The climate crisis has forced to accelerate the research of greener solutions to those already established in industry. In this search, alkyl levulinates have stood out due to their physicochemical properties and their low toxicity. These compounds have interesting applications in a variety of fields, but they mostly outstand as oxygenate additives for gasoline and diesel, improving their quality and reducing their pollution. Especially, it has generated a great deal of interest butyl levulinate, since it has demonstrated to improve cold flow properties, conductivity and lubricity, among other properties. Butyl levulinate can be obtained through an esterification of levulinic acid with 1-butanol in liquid phase.

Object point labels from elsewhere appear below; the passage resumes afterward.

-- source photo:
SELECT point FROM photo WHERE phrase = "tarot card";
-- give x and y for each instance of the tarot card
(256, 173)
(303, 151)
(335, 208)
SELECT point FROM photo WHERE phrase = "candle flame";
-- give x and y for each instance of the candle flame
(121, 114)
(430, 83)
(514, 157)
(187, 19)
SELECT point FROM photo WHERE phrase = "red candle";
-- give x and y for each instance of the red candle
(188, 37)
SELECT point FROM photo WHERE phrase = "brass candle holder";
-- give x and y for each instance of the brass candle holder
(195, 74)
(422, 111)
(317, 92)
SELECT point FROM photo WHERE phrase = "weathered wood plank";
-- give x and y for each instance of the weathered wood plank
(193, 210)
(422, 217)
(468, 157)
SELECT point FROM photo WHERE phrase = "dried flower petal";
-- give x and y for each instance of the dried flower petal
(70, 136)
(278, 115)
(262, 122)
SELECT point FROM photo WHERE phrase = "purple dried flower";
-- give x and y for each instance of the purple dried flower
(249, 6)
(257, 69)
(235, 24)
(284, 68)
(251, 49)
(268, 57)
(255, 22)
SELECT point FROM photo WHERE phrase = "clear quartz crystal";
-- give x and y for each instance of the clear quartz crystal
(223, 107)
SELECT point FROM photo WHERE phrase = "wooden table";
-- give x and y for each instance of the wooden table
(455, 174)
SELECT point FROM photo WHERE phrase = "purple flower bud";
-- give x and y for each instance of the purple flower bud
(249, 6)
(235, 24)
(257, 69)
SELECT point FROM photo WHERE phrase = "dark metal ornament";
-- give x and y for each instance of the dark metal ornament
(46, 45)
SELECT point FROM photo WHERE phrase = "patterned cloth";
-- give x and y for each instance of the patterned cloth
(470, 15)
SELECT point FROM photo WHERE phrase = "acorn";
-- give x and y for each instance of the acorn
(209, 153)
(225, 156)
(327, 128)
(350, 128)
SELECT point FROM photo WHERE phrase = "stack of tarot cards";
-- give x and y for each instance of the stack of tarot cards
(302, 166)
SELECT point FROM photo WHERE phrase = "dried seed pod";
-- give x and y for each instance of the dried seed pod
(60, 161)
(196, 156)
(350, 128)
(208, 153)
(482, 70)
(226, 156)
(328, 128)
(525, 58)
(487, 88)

However, due to the difficulty of purifying the acid, is being studied its obtention from hexoses. Particularly, from fructose, since it has demonstrated to be the optimum route. The process of obtaining butyl levulinate from fructose consist of a reaction network, where the reactions are given in series-parallel and are the following: · Fructose dehydrates and forms 5-hydroximetil furfural (HMF). · HMF is rehydrated and are obtained levulinic and formic acids. · In parallel, HMF reacts with 1-butanol and gives 5-hydroxibutyl furfural (HBF). · Levulinic and formic acids react with 1-butanol and produce butyl levulinate (BL) and butyl formate (BF), respectively. · By thermal degradation of fructose and catalytic reaction of HMF, there is the undesired formation of humins. Despite being a field with numerous advances in the last times, most of them are limited on academic studies. Hence, the necessity of the search of kinetic models that describe the process, as a first step to design and optimize the process in industrial scale.